Rounding out the block of presentations: the ADAPT-TAVR comparison of the factor Xa inhibitor edoxaban (Lixiana) to dual-antiplatelet therapy for prevention of leaflet thrombosis after successful transcatheter aortic-valve replacement (TAVR). The 235-patient trial was conducted at five centers in South Korea, Hong Kong, and Taiwan.
Monday, April 4, 11:00–12:15 p.m. LBCT V
This session includes the FLAVOUR randomized comparison of PCI guided by either FFR or intravascular ultrasound (IVUS) in 1700 patients with 40%-to-70% stenoses. The patients from centers in China and South Korea were followed for death from any cause, MI, or any repeat revascularization at 24 months.
Also scheduled: the 2-year report on 4000 patients with ST-segment elevation MI (STEMI) in the ACC-sponsored quality improvement program GHATI (Global Heart Attack Treatment Initiative); the GIPS-4 myocardial protection study of an estimated 380 patients with STEMI assigned to receive pre- and post-PCI infusions of sodium thiosulfate or placebo, with infarct size at 4 months as the primary endpoint; and a randomized test of an arrhythmia-monitoring implant for influence on clinical outcomes in 802 patients with a history of MI but no pacemaker or ICD indication, called BIO-GUARD-MI,
Last in the session: the Chocolate Touch Study of peripheral-artery angioplasty using a drug-coated balloon (DCB) with a confectionery name that treats lesions not with theobromine, but the antiproliferative mainstay paclitaxel.
The randomized comparison of the Chocolate Touch DCB (TriReme Medical) and the more established Lutonix DCB (Bard) assigned a projected 585 patients with symptomatic peripheral vascular disease to treatment of superficial femoral or popliteal artery lesions with one of the two paclitaxel-coated balloon catheters.
Monday, April 4, 12:45–2 p.m. Featured Clinical Research III. Room 143A
The final session features five subgroup analyses or other updates from trials that have already reported their primary outcomes. Among them is the SPYRAL HTN-ON MED trial, which helped to revitalize hopes for renal denervation therapy as a catheter-based treatment for drug-resistant hypertension by showing significant effects on both systolic and diastolic blood pressure. The new data follow the trial’s more than 400 patients out to 3 years.
There is also a symptom and quality-of-life analysis from the 530-patient EMPULSE trial of 530 patients with stabilized acute HF assigned in-hospital to start on empagliflozin (Jardiance) or placebo. The trial made a splash last year when it reported a significant improvement in risk for death or HF rehospitalization for its patients put on the SGLT2 inhibitor.

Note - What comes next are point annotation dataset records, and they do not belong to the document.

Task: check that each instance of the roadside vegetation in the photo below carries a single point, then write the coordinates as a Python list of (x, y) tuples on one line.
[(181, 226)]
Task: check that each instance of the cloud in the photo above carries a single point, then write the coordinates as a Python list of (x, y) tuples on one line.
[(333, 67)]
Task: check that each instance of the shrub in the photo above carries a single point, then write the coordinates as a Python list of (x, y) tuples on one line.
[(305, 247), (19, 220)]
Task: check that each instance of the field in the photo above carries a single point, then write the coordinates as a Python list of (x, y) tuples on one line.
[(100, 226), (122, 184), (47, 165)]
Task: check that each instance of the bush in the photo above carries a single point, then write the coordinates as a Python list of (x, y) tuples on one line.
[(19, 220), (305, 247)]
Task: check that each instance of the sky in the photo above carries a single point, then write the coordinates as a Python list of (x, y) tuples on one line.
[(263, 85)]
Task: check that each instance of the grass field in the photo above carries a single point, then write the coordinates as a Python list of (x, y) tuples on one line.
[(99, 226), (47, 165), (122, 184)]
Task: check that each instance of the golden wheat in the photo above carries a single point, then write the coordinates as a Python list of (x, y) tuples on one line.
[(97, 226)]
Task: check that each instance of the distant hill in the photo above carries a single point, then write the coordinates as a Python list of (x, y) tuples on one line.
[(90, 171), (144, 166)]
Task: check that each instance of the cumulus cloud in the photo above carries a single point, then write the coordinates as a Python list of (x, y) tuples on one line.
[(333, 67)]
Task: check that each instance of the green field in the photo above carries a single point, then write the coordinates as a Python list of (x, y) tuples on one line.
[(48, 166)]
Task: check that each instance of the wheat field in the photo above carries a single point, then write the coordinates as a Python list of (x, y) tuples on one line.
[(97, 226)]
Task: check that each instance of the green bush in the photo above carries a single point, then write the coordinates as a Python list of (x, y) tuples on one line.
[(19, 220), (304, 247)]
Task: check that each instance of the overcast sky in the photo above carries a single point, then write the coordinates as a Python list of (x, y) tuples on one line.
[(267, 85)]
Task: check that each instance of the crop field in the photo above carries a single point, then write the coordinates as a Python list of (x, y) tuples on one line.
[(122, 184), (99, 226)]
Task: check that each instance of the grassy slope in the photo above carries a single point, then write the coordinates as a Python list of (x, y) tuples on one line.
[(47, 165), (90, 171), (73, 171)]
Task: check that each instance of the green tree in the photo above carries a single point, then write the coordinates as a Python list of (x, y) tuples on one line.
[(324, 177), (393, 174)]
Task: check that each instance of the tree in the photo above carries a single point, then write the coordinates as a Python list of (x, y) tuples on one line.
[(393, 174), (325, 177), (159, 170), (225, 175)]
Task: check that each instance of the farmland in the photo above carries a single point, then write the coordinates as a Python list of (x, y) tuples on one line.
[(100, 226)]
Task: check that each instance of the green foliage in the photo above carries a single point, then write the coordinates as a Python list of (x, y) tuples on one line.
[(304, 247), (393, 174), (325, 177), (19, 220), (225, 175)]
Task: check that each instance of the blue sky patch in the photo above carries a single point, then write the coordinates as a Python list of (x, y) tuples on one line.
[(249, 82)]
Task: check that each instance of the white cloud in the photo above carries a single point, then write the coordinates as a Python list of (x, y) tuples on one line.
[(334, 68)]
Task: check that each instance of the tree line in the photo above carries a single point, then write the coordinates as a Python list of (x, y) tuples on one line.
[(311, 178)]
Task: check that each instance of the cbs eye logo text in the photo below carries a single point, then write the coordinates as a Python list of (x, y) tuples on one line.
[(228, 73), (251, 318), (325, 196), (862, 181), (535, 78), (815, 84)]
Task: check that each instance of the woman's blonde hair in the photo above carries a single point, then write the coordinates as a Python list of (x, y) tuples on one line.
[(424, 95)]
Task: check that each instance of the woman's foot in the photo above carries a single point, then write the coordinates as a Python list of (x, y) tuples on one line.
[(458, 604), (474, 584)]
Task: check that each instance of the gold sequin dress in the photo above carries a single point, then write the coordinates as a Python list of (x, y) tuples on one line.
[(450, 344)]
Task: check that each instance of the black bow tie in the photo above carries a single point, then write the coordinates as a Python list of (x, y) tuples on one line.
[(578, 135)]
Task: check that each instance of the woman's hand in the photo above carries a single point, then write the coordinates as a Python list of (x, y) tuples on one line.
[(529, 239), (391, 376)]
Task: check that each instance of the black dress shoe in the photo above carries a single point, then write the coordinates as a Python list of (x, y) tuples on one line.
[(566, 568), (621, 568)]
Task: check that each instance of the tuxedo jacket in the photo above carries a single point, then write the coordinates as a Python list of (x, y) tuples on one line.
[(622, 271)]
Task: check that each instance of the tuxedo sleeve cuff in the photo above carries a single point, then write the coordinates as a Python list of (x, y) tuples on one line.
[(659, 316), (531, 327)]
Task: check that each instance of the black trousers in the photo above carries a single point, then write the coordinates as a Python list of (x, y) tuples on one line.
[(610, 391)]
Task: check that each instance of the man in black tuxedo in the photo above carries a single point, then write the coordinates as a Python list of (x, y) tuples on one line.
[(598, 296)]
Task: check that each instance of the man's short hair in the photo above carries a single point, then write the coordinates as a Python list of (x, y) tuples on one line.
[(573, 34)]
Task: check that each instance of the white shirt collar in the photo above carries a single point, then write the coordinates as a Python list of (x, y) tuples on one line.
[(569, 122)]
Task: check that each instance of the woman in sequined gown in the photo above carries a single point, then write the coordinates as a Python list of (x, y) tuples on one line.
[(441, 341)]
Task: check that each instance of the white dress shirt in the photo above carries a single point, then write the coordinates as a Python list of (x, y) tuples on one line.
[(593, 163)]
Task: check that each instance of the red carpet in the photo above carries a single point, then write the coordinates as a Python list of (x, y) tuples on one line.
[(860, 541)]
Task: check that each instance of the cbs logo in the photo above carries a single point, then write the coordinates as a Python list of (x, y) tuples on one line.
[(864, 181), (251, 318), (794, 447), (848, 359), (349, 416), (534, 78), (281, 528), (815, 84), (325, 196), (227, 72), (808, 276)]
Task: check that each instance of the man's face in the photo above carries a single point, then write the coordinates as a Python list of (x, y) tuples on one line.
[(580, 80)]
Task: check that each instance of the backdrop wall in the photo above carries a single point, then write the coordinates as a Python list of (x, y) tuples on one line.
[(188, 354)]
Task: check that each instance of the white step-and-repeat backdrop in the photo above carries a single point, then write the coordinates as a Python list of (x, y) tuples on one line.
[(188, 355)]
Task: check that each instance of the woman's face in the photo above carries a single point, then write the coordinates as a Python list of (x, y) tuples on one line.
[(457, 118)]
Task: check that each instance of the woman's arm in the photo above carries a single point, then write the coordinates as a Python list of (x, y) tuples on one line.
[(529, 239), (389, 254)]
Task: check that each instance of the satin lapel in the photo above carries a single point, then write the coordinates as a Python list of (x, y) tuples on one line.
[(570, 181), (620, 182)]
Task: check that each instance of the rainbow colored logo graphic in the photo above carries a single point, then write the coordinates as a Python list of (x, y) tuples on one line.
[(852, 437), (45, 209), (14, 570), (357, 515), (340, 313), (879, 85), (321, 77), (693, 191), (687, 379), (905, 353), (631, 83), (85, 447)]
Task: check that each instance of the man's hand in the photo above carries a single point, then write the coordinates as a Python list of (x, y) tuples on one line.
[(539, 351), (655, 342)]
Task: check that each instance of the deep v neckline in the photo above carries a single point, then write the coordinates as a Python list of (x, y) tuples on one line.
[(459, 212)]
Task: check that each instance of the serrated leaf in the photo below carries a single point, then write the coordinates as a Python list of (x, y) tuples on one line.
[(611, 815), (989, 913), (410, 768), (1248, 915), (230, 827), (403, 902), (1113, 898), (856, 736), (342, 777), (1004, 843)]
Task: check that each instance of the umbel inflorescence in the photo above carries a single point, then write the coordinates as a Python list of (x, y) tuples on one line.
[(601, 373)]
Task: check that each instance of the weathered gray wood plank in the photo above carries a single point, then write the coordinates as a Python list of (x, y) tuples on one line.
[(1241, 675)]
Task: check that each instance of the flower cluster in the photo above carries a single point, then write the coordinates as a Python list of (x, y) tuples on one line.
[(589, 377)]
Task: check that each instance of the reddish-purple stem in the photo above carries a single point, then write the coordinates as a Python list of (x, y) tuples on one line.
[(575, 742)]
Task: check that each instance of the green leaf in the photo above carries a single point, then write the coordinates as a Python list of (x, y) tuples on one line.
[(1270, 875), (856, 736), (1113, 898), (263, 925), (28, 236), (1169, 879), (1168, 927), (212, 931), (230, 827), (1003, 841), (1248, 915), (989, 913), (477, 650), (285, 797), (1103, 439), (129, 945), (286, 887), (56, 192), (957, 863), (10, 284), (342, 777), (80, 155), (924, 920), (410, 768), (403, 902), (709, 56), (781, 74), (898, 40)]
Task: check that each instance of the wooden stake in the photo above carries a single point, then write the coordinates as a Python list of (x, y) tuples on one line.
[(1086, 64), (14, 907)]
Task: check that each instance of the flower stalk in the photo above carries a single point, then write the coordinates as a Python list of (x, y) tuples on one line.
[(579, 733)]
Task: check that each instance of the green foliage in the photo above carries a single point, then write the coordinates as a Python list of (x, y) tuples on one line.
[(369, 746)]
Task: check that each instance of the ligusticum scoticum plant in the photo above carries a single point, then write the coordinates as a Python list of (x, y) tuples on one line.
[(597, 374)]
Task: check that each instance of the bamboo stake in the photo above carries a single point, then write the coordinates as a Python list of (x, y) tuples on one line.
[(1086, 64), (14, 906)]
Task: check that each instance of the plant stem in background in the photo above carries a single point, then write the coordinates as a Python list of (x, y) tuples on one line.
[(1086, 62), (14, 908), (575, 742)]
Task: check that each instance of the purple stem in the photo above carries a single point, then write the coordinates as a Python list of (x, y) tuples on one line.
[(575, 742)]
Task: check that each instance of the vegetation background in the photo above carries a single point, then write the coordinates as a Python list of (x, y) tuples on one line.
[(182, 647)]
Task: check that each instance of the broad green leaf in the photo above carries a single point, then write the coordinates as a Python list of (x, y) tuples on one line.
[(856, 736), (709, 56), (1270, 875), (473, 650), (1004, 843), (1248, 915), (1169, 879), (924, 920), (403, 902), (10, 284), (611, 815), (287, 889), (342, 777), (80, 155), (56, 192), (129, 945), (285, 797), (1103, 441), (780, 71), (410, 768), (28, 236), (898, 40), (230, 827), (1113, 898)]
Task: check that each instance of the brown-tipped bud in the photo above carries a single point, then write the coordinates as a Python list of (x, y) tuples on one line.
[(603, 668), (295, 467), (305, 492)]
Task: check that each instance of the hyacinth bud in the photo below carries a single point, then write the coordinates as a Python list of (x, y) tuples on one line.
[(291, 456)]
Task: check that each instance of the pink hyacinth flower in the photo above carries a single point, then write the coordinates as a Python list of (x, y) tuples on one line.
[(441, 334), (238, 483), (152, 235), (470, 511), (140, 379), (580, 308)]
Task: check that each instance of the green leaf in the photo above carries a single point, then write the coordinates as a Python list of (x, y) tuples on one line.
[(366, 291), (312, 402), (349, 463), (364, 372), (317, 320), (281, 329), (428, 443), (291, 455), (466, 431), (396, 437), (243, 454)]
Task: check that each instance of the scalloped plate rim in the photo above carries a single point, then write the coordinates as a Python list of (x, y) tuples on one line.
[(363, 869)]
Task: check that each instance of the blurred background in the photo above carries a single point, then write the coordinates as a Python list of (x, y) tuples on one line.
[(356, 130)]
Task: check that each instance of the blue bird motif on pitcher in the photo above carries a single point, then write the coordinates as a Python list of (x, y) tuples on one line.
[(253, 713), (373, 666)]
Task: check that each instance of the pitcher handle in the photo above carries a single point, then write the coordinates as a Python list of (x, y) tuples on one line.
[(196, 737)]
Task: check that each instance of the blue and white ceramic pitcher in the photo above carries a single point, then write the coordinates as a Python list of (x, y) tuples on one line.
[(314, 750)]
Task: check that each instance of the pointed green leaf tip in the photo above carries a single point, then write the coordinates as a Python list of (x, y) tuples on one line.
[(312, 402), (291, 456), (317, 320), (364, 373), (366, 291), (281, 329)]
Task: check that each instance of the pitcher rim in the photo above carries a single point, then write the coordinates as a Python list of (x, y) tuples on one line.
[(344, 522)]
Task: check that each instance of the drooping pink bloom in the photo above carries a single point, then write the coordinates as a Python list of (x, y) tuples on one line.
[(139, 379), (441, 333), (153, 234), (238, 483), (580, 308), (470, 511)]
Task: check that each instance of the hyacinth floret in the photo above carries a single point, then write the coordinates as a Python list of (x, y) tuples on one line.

A secondary analysis from CANTOS is also featured; the trial had randomly assigned more than 10,000 patients with recent acute MI and elevated C-reactive protein (CRP) levels to receive or not receive the anti-inflammatory canakinumab (Ilaris). Those assigned to active therapy showed benefits for a range of outcomes, including CV mortality and stroke, but no decreases in cholesterol levels. Billing for the new CANTOS analysis promises insights on the “differential impact of residual inflammatory risk and residual cholesterol risk among atherosclerosis patients with and without chronic kidney disease.”
The session also features “trends and final results” from the NACMI (North American COVID-19 Myocardial Infarction) registry, which had shown excellent primary-PCI results without compromise of door-to-balloon times in patients with confirmed SARS-CoV-2 infection; and a FIDELITY analysis of cardiorenal endpoints by history of CV disease in the study’s more than 13,000 patients with diabetes and CKD assigned to placebo or finerenone (Kerendia), a mineralocorticoid receptor antagonist.